Is Financial Media Aiding Wall Street Collapse?

September 17, 2008 by Mark Rose  
Filed under Media, News

Jon Friedman, MarketWatch columnistMarketWatch columnist Jon Friedman (left) has a provocative column today on the role of financial media in the continuing Wall Street crisis (the Dow is down over 330 points in early trading despite the government’s $85 bailout of AIG). Where is the skepticism and outrage at Wall Street titans that journalists direct to other news makers, asks Friedman. It is not about being disrespectful, it is about being tough and expressing the same frustration and hurt that “ordinary” citizens feel (especially when they are being extricated from the jobs by the thousands and billions in retirement income is being wiped out). See Media’s Wimpy Wall Street Coverage.

MarketWatch also extensively reports that a money market fund “breaks the buck” - a frightening development that indicates a wider, deeper impact of the credit crisis on “safe” investments favored by conservative retail investors. 
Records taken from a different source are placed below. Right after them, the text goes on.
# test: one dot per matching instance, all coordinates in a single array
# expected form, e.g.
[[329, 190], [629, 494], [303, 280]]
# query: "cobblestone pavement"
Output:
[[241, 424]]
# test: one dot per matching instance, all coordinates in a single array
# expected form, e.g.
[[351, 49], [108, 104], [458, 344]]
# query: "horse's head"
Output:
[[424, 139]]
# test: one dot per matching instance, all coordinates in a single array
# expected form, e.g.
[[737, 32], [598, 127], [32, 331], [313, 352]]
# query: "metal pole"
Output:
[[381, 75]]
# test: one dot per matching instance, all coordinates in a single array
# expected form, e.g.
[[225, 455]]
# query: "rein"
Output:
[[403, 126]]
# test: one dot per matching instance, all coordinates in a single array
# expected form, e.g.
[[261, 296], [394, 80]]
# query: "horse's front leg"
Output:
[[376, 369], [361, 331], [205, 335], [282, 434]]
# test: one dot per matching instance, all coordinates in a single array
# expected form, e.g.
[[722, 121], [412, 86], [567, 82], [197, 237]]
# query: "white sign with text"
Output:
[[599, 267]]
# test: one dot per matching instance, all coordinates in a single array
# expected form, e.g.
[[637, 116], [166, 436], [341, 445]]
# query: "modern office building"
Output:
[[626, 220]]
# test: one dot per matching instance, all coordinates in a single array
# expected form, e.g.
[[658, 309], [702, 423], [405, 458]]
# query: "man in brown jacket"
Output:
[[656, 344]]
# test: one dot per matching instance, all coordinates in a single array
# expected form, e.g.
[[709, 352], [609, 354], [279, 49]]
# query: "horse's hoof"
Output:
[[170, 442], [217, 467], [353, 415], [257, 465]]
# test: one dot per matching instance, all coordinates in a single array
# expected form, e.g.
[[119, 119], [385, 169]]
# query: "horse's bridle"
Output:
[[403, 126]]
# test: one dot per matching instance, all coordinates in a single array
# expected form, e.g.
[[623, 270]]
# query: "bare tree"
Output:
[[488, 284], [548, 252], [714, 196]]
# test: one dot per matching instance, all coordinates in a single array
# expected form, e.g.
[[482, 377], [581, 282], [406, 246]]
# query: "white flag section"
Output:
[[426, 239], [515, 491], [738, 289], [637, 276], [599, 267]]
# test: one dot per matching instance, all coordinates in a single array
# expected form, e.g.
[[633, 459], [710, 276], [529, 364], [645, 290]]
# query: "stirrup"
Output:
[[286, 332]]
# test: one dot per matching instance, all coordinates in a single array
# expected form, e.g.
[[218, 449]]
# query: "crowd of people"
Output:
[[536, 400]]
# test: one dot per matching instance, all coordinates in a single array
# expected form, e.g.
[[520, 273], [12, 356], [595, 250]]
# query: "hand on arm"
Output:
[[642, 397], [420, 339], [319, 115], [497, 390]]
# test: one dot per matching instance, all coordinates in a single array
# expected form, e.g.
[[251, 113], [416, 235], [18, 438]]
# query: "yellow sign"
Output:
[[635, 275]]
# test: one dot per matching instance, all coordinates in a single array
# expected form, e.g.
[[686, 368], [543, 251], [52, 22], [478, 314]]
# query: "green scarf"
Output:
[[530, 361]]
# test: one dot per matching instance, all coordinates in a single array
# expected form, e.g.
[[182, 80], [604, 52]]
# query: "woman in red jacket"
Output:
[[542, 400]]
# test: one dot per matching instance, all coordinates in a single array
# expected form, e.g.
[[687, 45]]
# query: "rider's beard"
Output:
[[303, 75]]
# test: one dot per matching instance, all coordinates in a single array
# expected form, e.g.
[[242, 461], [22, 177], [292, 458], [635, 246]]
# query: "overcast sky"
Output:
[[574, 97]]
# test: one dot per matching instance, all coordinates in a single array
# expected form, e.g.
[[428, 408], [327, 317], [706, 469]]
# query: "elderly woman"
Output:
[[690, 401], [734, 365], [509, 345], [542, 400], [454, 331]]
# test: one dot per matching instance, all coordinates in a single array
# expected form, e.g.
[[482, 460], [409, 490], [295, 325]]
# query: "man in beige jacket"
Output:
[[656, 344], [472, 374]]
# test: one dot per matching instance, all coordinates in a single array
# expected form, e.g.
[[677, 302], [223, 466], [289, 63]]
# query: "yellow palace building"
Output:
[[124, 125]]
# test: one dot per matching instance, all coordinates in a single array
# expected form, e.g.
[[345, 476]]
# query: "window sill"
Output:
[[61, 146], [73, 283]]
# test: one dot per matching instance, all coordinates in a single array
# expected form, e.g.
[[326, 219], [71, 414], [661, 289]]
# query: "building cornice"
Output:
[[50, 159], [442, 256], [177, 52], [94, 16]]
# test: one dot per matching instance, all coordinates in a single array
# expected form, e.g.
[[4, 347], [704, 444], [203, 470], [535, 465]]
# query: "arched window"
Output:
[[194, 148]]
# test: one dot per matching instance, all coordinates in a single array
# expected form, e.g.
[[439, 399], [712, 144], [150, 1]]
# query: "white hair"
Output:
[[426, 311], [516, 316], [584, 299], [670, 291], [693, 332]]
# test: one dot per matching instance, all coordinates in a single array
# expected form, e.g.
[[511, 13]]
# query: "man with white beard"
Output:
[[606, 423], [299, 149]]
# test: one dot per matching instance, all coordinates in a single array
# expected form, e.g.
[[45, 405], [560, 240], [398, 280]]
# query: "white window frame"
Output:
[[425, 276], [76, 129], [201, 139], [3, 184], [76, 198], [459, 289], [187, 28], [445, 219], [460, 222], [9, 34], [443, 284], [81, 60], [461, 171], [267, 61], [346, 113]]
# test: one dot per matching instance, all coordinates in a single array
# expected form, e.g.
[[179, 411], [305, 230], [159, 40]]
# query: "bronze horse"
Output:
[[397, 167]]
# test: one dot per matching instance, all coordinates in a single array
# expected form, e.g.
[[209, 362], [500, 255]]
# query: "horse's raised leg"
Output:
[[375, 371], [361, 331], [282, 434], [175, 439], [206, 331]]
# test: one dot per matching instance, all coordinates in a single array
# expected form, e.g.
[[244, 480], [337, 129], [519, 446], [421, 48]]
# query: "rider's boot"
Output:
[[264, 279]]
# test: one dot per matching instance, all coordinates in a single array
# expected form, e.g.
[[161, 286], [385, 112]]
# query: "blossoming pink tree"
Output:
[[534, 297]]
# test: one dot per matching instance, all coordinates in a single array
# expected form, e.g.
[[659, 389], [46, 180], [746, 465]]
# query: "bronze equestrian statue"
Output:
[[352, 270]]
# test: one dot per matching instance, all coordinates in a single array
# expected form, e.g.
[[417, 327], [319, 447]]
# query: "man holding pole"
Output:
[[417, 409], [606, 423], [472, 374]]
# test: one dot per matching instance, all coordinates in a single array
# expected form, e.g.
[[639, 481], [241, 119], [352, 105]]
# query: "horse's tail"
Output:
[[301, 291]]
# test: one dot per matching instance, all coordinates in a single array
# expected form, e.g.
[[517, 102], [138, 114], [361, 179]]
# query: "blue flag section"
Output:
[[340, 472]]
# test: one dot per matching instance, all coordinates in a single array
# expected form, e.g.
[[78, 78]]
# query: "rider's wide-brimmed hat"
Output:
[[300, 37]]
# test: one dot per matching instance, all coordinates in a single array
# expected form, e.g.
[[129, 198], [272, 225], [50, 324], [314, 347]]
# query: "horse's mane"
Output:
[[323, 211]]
MarketWatch is an excellent source of financial news that goes deeper than mass outlets such as The New York Times or even Wall Street Journal (MarketWatch is a Dow Jones property). As the name implies, MarketWatch is focused entirely on market moving news and is sort of the people’s Bloomberg, geared to retail investors and traders. Jon Friedman consistently writes incisive columns that de-mystify financial news. He has strong opinions and backs them up with the flair of a tabloid reporter.

Floyd Norris at NYTimes gets a little wild on his blog today with Socialism, 21st Century Style, arguing that the government takeover of AIG is akin to nationalization of the largest insurer in the U.S. (Didn’t Harry Truman fail when he tried to do this with the steel industry?). The business news these days is scary but this is what financial reporters live for.